Coletivo Negro Carolina de Jesus é uma das principais organizações políticas universitárias do país. Aniversário de 4 anos do grupo acontece neste sábado, no bairro de Santa Teresa, no Rio de Janeiro

Texto e imagens / Pedro Borges

O Coletivo Negro Carolina de Jesus (UFRJ) celebra o seu aniversário de 4 anos no dia 23 de Junho, sábado, das 15h à 0h, na Casa Alto Lapa Santa (rua Joaquim Murtinho, 654, Santa Teresa). Nomeado como “Mostra da Fertilidade Preta”, o evento busca exaltar a vida e a fertilidade do povo negro na diáspora.

Caroline Amanda Lopes Borges, uma das fundadoras do grupo, conta que as expectativas para a atividade de sábado são excelentes.
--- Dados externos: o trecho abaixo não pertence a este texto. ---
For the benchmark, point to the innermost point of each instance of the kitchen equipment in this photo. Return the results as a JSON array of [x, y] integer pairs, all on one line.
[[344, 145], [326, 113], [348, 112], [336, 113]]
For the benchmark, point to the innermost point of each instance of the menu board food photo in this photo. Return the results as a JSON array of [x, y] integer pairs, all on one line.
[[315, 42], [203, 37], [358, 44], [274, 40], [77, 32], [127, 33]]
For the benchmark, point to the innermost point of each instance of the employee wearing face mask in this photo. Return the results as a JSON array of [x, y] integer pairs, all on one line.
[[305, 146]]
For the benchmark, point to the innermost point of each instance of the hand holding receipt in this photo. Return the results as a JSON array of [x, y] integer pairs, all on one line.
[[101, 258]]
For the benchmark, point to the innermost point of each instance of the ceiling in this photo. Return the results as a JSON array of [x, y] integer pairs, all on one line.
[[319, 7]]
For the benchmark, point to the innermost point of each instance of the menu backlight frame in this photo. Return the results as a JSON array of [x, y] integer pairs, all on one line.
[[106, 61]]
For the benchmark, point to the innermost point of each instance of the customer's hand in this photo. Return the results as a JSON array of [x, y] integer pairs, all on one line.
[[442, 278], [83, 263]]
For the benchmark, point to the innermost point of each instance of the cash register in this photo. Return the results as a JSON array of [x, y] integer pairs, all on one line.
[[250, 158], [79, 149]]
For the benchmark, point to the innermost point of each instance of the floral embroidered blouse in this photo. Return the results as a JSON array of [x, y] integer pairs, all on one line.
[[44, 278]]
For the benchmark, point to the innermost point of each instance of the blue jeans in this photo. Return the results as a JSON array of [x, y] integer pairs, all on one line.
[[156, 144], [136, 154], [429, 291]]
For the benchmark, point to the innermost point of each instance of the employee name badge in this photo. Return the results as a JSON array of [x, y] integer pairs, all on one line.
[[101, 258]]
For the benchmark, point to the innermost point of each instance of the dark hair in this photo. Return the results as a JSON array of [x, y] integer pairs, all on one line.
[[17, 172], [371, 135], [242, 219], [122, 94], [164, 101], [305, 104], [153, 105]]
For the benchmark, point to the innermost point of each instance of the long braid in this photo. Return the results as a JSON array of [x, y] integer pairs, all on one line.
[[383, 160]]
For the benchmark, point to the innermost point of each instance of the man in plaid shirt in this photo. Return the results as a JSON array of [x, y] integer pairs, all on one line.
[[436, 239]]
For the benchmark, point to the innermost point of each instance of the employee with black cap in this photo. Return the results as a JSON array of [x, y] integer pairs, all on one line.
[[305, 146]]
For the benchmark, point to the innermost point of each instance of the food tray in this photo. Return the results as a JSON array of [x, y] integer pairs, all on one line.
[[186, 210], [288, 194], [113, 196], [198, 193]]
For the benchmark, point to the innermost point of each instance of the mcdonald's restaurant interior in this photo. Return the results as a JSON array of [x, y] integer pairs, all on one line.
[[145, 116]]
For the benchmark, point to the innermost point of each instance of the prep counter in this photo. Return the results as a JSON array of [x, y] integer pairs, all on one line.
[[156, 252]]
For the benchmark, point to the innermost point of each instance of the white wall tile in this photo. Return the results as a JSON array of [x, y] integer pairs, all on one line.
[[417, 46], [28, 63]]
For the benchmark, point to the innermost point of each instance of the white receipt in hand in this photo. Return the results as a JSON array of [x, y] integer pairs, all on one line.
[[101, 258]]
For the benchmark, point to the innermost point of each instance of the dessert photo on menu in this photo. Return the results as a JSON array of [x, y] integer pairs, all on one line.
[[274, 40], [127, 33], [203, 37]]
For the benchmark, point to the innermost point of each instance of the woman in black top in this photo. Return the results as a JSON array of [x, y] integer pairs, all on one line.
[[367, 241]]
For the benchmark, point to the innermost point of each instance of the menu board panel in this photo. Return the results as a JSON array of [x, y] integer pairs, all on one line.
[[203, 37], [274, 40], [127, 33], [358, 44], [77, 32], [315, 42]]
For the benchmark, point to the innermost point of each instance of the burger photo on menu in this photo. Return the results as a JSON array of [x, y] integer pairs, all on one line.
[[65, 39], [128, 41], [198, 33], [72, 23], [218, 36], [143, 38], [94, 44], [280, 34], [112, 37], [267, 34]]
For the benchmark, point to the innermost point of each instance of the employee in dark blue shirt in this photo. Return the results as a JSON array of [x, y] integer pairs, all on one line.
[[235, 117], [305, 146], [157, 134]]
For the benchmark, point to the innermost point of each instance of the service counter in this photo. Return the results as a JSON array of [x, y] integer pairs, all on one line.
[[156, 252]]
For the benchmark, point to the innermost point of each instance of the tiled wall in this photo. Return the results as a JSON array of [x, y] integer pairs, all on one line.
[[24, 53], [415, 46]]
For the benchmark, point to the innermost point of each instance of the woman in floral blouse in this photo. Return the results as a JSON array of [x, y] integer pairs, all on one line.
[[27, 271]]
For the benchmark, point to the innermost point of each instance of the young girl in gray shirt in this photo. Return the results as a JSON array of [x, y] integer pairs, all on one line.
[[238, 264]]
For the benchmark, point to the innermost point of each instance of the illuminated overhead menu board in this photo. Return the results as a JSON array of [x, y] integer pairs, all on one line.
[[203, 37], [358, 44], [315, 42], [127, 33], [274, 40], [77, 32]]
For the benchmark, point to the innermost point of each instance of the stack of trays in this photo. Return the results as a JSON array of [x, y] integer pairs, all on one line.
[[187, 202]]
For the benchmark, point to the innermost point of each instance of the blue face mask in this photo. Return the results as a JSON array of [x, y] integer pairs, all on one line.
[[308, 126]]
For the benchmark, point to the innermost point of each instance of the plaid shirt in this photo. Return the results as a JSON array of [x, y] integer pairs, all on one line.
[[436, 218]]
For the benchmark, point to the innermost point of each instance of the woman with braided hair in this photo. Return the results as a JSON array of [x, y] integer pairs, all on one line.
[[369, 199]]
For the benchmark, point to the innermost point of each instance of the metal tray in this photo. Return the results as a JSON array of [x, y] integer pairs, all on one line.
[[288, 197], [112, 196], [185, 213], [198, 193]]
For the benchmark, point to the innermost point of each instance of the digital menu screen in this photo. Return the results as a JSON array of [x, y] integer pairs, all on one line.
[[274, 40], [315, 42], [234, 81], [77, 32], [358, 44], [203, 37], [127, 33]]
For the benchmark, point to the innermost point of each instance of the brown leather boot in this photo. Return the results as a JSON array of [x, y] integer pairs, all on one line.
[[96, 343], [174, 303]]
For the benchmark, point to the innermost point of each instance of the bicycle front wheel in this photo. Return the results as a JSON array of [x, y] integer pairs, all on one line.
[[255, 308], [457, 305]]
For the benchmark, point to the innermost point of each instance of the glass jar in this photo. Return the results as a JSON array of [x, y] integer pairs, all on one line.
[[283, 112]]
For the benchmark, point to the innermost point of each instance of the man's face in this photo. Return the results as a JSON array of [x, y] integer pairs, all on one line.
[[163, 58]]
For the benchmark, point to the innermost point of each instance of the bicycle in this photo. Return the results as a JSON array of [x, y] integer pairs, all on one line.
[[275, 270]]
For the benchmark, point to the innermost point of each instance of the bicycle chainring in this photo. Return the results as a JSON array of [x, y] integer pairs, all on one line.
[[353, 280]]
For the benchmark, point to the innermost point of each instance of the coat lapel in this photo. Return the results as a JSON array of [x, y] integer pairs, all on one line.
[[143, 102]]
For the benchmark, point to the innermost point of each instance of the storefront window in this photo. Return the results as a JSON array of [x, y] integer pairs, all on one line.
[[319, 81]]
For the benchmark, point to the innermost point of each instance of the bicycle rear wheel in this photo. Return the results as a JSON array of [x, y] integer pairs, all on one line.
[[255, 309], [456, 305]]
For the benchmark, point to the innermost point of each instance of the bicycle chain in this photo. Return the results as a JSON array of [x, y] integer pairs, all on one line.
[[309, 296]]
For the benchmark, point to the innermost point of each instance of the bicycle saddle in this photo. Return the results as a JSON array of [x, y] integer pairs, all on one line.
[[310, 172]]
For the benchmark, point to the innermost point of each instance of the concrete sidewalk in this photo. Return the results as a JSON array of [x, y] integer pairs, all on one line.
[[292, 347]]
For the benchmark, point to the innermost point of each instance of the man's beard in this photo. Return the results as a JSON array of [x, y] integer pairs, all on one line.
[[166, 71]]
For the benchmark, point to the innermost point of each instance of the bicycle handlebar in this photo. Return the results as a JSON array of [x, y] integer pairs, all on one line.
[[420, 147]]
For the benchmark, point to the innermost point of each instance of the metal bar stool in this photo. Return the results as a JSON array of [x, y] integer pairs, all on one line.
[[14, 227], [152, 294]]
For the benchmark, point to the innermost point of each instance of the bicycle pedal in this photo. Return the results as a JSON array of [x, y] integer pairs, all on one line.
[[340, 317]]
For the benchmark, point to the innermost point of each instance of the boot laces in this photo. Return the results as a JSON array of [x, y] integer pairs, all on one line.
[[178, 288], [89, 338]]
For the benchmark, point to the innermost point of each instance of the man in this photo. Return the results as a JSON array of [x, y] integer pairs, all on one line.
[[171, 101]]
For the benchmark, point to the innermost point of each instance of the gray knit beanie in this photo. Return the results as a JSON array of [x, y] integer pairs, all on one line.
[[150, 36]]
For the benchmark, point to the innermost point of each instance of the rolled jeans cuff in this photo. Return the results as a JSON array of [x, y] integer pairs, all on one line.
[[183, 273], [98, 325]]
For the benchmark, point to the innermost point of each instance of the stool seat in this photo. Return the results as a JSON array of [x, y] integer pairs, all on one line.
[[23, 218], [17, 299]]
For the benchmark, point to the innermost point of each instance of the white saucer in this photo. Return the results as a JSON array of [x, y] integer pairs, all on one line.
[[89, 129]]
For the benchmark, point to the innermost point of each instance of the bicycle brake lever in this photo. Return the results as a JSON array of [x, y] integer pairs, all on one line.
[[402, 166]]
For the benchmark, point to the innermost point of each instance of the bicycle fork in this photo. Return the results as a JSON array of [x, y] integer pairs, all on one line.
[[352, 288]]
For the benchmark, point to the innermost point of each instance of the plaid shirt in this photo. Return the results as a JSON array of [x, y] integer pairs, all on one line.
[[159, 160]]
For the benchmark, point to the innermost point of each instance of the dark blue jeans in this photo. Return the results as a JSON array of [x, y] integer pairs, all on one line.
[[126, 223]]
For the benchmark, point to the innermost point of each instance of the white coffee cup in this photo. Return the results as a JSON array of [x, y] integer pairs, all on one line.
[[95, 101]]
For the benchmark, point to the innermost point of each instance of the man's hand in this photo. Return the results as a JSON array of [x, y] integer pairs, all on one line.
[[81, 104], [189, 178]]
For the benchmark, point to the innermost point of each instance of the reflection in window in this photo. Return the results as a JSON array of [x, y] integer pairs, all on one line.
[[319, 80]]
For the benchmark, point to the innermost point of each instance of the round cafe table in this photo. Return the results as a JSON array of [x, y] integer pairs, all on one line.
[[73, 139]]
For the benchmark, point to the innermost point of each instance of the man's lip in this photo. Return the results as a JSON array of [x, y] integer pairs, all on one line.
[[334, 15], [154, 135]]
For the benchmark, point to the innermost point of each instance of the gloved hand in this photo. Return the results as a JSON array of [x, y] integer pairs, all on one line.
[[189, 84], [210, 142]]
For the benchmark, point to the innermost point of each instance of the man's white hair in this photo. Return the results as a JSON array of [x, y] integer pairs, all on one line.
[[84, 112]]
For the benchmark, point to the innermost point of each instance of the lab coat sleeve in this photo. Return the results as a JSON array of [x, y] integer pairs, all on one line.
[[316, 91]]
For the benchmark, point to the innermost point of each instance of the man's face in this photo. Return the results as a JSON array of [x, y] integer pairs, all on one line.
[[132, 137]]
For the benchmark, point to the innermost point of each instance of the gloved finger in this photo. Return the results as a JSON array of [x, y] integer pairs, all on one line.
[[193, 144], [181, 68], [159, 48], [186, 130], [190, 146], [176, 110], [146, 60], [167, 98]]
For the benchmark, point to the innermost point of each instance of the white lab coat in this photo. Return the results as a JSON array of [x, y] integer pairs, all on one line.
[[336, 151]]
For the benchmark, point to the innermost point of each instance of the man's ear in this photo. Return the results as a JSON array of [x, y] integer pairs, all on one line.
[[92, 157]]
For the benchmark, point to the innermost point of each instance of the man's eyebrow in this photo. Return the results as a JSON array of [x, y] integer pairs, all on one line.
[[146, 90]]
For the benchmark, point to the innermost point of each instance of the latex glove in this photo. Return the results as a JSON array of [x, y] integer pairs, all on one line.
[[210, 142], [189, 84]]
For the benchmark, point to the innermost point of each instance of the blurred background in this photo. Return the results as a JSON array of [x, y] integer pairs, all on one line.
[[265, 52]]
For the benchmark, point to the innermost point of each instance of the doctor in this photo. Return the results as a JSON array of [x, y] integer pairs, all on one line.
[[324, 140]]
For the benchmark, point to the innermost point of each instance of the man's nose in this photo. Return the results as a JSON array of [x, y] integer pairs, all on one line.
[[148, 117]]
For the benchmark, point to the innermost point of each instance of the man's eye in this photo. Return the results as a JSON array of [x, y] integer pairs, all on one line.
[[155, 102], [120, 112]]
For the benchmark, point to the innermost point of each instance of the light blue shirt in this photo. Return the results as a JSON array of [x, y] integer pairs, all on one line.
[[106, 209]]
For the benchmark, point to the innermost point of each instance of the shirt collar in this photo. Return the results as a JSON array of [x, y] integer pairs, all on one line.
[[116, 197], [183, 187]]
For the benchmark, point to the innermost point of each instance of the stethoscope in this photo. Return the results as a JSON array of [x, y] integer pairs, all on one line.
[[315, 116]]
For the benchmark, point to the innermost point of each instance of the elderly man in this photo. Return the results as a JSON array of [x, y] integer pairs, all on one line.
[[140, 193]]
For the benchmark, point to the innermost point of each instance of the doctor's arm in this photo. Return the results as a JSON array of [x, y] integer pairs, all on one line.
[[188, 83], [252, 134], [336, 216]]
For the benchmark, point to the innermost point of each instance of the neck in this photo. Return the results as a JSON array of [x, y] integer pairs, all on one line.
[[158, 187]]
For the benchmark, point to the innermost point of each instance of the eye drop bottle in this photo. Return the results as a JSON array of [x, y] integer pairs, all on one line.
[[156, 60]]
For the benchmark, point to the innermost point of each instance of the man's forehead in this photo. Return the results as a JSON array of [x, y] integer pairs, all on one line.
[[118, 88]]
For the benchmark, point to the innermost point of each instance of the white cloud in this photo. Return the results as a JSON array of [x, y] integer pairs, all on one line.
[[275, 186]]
“A gente está com uma expectativa gostosa de amor, respeito, cuidado. Queremos que todos sejam bem vindos”, afirma.

Os organizadores destacam que é necessário celebrar o poder da comunidade negra de se reinventar, mesmo diante da violência cotidiana, e sublinhar a necessidade de se construir uma nova história sobre a trajetória africana na diáspora, diferente da escrita pela branquitude.

“Toda arte, todo trabalho e todas as formas de criação, que demandam tempo, energia, que criam expectativas e resultam em algo são maneiras de gerar vida”, descrevem os organizadores no evento no Facebook.

O encontro recorda também os assassinatos de Marielle Franco e Anderson Gomes, executados em 14 de março, e de Matheusa Passareli, estudante da UFRJ, encontrada morta em 28 de Abril.

Caroline Amanda Borges conta que a data de comemoração do aniversário foi, inclusive, adiada por conta dos casos, que deixaram os integrantes do coletivo sensibilizados. Apesar da dor, o grupo reiterou a necessidade de celebrar a vida de um grupo que há quatro anos enfrenta o racismo e o genocídio no país.

“A gente entendeu que esse aniversário tem que sair ainda esse semestre. A gente não pode deixar de comemorar”, explica.

No ano passado, o coletivo reuniu um dos principais intelectuais do movimento negro brasileiro, Carlos Moore, para celebrar os 3 anos de existência do grupo. Para o encontro deste ano, já está confirmada a apresentação musical do poeta Akins Kintê.

“Nesse ano a gente está convidando toda a comunidade negra para celebrar a nossa vida e potência”, conta Caroline Amanda Borges.

Nayara Cristina,  integrante do Coletivo Negro Carolina Maria de Jesus (Imagem: Pedro Borges)

Como participar?

Durante a mostra haverá a apresentação de expositores, com diferentes produtos, todos voltados para a comunidade negra. Os interessados em apresentar seus produtos precisam se inscrever aqui e levar consigo uma estrutura mínima para apresentar seus objetos.

Para os expositores, será cobrada taxa simbólica de R$ 15. Para aquelas e aqueles interessados em vender, o valor é de R$ 30. Os interessados em acompanhar o evento também precisam colaborar com investimento simbólico de R$ 15.

Caroline Amanda Lopes Borges, integrante do Coletivo Negro Carolina Maria de Jesus (Imagem: Pedro Borges)

 O Coletivo Negro Carolina de Jesus

Nascido em 21 de Março de 2014, o Coletivo Negro Carolina de Jesus articula duas diferentes realidades: a de “estar universitário” e o cotidiano do povo negro diaspórico.

Não à toa, o grupo, referência na luta por ações afirmativas na UFRJ, nasce como uma resposta à morte de Cláudia Silva Ferreira, assassinada e arrastada por uma viatura de polícia em 2014, em 16 de Março.

“A gente sempre esteve conectado e ombreado pelas ações extra-acadêmicas”, enfatiza Caroline Amanda Borges.

O grupo participou da articulação da Marcha contra o Genocídio do Povo Negro em 2014, 2015 e 2016. O coletivo ajudou também na construção da Associação de Mulheres de Ação e Reação, em 2017.

No ambiente acadêmico, o grupo foi o anfitrião do Encontro de Estudantes e Coletivos Universitários Negros (EECUN), evento que reuniu mais de 2 mil estudantes negros e nomes históricos da luta antirrascista no Brasil.

O Carolina de Jesus ainda participou das ocupações da reitoria (2015), do OCUPA IFCS (2016) e desde 2014 realiza a Calourada Preta, no início de cada semestre letivo, como forma de recepcionar os novos estudantes negros.

Em 2017, os alunos realizaram a I Jornada Afro Acadêmica de Estudos (JAAE), quando estudantes negros apresentaram produções científicas em diferentes áreas do saber e se integraram a pesquisadores de outras instituições.